I would love to share the scheduling and everything I will be up to this fall since that is a lot of what I have been curious about for so long. Questions like, “How grueling is it really?” “What is the day to day schedule like?” Unfortunately, I don’t think sharing these google docs on the interwebs for all to see is something that I can do. You see, every medical school is different and takes pride on their exact brand of medical education- how it is structured, set up and scheduled. So giving that information away feels a little like copying something that isn’t mine. As for MY schedule, daily life, opinions, and whereabouts- I’ll be glad to share those as much as I can.
Also, as I begin my medical education, please take the time to read my disclaimer.

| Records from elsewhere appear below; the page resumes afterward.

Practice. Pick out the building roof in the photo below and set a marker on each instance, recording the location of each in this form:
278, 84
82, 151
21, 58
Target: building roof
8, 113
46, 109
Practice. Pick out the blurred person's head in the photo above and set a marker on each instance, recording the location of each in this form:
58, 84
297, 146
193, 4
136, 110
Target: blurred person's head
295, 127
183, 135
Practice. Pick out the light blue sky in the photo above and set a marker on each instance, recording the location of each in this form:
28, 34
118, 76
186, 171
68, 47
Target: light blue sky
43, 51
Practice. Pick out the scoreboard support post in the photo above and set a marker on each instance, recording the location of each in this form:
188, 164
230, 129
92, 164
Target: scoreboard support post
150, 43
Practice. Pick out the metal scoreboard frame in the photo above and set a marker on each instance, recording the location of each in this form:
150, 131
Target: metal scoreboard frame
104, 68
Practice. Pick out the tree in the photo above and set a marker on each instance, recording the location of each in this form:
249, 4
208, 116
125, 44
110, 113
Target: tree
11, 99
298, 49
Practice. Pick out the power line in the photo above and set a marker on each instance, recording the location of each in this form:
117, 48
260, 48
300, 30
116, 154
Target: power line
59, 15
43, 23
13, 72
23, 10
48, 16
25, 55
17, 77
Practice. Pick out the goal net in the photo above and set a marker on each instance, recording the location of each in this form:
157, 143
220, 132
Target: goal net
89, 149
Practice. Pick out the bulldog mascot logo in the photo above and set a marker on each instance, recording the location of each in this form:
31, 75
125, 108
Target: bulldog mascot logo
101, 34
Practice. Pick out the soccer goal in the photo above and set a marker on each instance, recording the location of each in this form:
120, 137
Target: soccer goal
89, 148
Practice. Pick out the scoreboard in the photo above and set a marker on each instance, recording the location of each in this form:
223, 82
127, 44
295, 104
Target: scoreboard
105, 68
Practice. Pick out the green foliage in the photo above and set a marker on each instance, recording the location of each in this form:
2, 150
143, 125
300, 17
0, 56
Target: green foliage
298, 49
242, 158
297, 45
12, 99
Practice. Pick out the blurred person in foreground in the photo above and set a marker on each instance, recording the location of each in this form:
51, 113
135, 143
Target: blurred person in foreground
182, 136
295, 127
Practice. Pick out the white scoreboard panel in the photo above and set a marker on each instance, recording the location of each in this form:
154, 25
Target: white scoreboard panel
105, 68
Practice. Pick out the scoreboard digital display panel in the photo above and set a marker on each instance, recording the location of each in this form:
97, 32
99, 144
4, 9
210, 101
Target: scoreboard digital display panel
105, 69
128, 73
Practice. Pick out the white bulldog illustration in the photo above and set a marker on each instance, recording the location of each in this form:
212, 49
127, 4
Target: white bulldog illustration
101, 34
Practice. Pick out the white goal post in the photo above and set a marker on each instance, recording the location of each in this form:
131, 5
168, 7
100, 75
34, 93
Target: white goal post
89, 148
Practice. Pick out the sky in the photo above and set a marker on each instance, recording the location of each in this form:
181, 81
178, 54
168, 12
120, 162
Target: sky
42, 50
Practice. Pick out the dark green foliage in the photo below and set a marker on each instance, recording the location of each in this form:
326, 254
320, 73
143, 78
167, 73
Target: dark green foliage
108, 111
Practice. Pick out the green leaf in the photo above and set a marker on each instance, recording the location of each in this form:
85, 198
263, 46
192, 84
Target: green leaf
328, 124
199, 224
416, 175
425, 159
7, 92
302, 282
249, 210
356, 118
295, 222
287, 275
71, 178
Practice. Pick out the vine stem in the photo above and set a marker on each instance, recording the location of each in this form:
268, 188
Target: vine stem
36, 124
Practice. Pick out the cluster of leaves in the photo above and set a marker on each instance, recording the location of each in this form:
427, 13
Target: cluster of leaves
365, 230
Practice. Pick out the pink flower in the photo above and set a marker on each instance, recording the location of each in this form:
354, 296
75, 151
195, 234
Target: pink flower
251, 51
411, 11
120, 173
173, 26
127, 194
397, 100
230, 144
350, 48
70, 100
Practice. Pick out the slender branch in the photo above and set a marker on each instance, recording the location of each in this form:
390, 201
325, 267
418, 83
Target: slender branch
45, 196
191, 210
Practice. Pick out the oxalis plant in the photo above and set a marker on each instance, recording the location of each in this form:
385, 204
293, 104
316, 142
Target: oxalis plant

This class that has already started (and I am already behind in!) is called Expert Skills and the information we have to read is mostly about personality types and how it affects your learning style/how you can study better once you know your type. I think its really helpful and it is a great idea to finally understand why I do so bad on multiple choice tests! Ugh! There are also a lot of tips on how to overcome and learn other styles of learning so that it fits with what comes easiest to you. Already I feel like I’m being taken by the hand (figuratively) and being given the tools to succeed instead of being worked into burnout, then drowning and flailing on my own.
The professor knows that I am behind and highlighted specific phrases in his email like “Don’t get overwhelmed” and “Don’t feel alone, just feel energized.” Things that were personal and helpful to me instead of just “Here are all the documents you need, figure it out and turn it in when you’re done.”
This class will also meet during the semester and we will progress into how to study for multiple choice exams like the boards and also how to learn best while on clinical rotations. I’m excited!
I can now happily say that the study room is done! It is so beautiful and I’m in love and obsessed with it. And I have already been using it thanks to my pre-medical school homework and blogging! I love all the handmade details and chic vintage feel.
It’s really hitting home.
Close enough that I got my class schedule today. Complete with an exam exactly four weeks from today.
Close enough that I looked at my new shampoo bottle and said to it “You will be the shampoo I will start medical school with.”